In my calculation I don't believe ROCAR could get to zero. The reason is that I look at the value that is at risk for each period of the time being analysed. So, even if it were just two periods, one being fully invested and one being sold out, there would still be the "average" value in the ROCAR statement that shows some residual portion being part of the calculation.

So, even if the number of periods being analysed were 100 and yet 99 of them were 100% CASH, there would still be some residual left on average preventing ROCAR from zero-ing out.

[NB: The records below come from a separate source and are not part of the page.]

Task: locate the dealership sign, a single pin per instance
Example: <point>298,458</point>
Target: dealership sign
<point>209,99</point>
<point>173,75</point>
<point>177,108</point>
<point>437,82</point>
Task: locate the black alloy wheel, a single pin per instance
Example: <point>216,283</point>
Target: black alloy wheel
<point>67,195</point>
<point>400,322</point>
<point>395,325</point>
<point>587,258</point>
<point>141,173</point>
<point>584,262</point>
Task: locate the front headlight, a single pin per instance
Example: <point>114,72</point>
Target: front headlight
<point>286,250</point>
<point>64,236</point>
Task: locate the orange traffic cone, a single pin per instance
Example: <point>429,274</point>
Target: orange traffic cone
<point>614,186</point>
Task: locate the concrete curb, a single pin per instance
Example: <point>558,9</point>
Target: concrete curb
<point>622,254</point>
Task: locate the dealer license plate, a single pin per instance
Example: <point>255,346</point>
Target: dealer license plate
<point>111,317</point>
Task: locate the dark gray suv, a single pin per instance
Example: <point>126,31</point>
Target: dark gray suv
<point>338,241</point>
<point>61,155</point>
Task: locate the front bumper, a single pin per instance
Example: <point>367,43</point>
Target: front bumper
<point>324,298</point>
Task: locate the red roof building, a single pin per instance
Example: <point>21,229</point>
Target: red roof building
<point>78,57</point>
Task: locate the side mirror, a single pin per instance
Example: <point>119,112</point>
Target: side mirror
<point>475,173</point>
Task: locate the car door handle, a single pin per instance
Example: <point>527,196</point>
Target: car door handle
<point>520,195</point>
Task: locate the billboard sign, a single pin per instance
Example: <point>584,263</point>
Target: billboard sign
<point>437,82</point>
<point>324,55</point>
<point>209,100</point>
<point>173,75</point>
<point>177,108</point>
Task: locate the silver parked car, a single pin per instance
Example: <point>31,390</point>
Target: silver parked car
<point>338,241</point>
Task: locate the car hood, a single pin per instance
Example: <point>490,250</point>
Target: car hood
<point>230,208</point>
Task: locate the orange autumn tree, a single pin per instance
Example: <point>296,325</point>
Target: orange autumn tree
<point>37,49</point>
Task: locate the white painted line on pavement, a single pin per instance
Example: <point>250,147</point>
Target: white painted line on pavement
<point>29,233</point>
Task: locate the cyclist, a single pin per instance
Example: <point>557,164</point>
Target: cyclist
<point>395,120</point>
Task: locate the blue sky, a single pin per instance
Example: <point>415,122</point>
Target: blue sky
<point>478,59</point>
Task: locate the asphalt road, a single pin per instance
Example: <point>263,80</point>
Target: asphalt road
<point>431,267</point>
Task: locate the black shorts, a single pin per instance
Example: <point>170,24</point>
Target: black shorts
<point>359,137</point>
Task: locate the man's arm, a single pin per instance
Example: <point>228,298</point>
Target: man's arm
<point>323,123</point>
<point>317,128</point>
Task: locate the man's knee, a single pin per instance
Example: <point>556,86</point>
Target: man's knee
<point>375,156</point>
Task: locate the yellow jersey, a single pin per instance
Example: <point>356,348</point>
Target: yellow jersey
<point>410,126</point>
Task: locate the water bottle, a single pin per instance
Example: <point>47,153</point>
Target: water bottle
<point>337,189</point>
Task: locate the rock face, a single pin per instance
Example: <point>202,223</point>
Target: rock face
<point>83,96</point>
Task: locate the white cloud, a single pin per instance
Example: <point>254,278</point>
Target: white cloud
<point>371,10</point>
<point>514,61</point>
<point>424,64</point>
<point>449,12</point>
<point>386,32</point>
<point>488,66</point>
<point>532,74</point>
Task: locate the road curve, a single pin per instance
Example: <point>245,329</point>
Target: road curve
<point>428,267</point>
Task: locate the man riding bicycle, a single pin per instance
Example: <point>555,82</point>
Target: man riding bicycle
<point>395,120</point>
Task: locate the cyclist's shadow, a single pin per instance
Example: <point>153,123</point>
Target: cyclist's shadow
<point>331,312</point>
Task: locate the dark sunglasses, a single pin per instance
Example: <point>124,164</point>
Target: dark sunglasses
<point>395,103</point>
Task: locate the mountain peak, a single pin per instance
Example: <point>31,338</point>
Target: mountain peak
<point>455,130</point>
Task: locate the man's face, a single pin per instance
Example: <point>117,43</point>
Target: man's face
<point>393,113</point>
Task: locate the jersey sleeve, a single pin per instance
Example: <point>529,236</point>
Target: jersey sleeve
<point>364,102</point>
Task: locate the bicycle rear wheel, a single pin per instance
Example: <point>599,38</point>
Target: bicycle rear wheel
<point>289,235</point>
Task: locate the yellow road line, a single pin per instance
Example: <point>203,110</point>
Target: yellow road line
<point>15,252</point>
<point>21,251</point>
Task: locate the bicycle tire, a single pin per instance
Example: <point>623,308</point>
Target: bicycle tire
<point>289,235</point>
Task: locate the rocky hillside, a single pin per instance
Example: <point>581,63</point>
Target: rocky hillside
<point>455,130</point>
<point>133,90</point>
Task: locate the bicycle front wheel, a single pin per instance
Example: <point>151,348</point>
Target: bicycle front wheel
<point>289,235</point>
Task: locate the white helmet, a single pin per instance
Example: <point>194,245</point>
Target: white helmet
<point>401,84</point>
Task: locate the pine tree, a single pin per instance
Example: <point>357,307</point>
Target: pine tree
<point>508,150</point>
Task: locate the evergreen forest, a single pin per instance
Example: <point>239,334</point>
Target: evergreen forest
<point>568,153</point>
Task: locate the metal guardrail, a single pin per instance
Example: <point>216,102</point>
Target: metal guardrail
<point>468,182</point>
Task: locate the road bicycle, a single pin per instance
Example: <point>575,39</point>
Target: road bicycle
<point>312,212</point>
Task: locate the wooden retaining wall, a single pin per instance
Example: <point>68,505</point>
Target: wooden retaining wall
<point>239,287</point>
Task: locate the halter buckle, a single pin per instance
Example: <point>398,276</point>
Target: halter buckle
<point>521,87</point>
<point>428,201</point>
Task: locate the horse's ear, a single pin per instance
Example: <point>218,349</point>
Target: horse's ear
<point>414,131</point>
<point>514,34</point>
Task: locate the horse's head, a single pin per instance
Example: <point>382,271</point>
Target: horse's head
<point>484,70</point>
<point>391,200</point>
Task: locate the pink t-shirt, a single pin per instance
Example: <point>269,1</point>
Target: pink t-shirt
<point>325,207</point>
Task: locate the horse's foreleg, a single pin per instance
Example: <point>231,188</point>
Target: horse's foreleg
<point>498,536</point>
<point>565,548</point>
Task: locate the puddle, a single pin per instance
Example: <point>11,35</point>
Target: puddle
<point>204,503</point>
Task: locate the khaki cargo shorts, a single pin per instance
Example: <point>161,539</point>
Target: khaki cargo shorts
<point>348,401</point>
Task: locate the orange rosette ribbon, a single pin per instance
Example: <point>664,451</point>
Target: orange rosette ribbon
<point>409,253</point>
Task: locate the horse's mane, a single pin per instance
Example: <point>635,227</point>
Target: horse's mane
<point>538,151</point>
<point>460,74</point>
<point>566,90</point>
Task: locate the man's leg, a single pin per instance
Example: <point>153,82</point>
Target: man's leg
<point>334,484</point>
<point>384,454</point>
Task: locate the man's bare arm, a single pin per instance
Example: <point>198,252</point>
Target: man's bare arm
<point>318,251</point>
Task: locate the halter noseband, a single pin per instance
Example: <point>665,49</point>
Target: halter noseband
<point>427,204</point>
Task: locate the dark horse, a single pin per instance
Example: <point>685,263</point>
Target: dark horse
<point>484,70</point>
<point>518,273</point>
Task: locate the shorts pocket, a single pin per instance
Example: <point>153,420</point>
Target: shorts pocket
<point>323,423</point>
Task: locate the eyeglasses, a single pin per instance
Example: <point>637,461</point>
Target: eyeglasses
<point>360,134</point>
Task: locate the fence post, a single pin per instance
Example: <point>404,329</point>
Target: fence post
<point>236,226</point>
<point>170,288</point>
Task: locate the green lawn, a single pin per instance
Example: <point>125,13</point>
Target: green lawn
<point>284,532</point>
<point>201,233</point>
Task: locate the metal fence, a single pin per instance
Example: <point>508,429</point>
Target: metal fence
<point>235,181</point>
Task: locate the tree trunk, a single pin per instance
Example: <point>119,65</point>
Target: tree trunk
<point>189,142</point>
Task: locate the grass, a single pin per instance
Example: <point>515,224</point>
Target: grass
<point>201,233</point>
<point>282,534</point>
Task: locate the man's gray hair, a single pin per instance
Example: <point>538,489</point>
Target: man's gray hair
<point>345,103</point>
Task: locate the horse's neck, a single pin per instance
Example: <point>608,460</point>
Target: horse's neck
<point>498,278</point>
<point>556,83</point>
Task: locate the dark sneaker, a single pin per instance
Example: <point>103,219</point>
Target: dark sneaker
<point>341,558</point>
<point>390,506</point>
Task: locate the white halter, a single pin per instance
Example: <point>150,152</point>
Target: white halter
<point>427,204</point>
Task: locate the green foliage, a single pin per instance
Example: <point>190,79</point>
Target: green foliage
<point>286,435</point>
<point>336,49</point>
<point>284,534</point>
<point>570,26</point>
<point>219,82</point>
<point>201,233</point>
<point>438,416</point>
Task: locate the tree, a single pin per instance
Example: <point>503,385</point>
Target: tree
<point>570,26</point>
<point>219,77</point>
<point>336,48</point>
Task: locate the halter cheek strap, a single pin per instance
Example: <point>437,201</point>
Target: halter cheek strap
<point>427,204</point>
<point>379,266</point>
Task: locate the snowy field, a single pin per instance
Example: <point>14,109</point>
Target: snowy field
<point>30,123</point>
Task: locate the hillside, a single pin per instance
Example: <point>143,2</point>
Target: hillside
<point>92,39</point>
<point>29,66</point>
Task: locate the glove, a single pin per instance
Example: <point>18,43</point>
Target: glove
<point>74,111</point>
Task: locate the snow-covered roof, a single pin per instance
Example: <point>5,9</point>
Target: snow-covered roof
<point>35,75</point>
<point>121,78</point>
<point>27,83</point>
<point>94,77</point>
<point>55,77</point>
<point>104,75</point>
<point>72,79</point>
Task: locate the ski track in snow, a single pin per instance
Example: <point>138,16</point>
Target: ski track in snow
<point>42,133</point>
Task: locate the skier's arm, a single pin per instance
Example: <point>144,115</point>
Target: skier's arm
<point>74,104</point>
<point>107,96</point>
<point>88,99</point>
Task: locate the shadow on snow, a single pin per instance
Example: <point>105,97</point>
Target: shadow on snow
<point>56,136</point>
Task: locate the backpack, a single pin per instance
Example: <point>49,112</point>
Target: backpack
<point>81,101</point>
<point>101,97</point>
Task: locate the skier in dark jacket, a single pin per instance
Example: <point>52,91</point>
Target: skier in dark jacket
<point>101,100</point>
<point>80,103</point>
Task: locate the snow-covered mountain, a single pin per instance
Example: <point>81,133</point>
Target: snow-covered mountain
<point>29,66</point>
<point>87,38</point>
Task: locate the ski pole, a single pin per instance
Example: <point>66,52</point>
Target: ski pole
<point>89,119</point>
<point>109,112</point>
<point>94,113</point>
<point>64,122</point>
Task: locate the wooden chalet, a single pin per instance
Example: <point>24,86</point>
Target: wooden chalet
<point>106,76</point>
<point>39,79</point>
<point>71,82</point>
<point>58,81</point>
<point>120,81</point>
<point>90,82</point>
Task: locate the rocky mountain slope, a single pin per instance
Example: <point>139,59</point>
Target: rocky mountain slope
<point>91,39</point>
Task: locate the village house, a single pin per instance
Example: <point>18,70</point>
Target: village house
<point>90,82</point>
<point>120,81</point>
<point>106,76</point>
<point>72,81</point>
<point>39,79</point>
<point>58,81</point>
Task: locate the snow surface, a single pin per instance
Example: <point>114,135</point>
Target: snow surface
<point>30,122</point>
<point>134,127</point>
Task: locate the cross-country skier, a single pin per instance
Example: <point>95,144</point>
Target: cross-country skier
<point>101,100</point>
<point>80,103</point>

In my ROCAR calculation, any money that is invested in the market place and not in cash is considered "at risk." Obviously even cash or a money market fund is at some risk, but not to anywhere near the degree that money is when invested in the stock market.

Let's try an example:
 
Period Stock Value Cash Reserve Total Value at Risk
-1 8000 2000 10,000 0.800
-2 9000 2000 11,000 0.818
-3 9000 3000 12,000 0.750
-4 9000 4000 13,000 0.692
-5 8000 4000 12,000 0.667
-6 7000 4000 11,000 0.636
-7 7000 3000 10,000 0.700
-8 7000 2000 9,000 0.778
-9 8000 2000 10,000 0.800
-10 8000 3000 11,000 0.727
Average At Risk = 0.737


Our total return is End Value minus Starting Value divided by Starting Value times 100
((11,000-10,000)/10,000)x100 = 10%.

If we average the "at risk" amount we come up with .737.

Our ROCAR (Return On <average> Capital At Risk) is then
Total Return divided by the average amount at risk per period.
10%/0.737 = 13.6% ROCAR

Now let's change it:
 
Period Stock Value Cash Reserve Total Value At Risk
-1 8000 2000 10,000 0.800
-2 9000 2000 11,000 0.818
-3 0 11,000 11,000 0.0
-4 0 11,000 11,000 0.0
-5 0 11,000 11,000 0.0
-6 0 11,000 11,000 0.0
-7 0 11,000 11,000 0.0
-8 0 11,000 11,000 0.0
-9 0 11,000 11,000 0.0
-10 0 11,000 11,000 0.0
Average At Risk = 0.162


Here we still have a 10% total return. However, since the money was only partially invested for just two periods, the average amount per period at risk is much lower.

In this case we see ROCAR as:
10%/0.162 = 61.7% ROCAR
This shows us that we made a bunch of money relative to the amount that was at risk on average for any period.

The average at risk can approach zero, but never quite achieve it.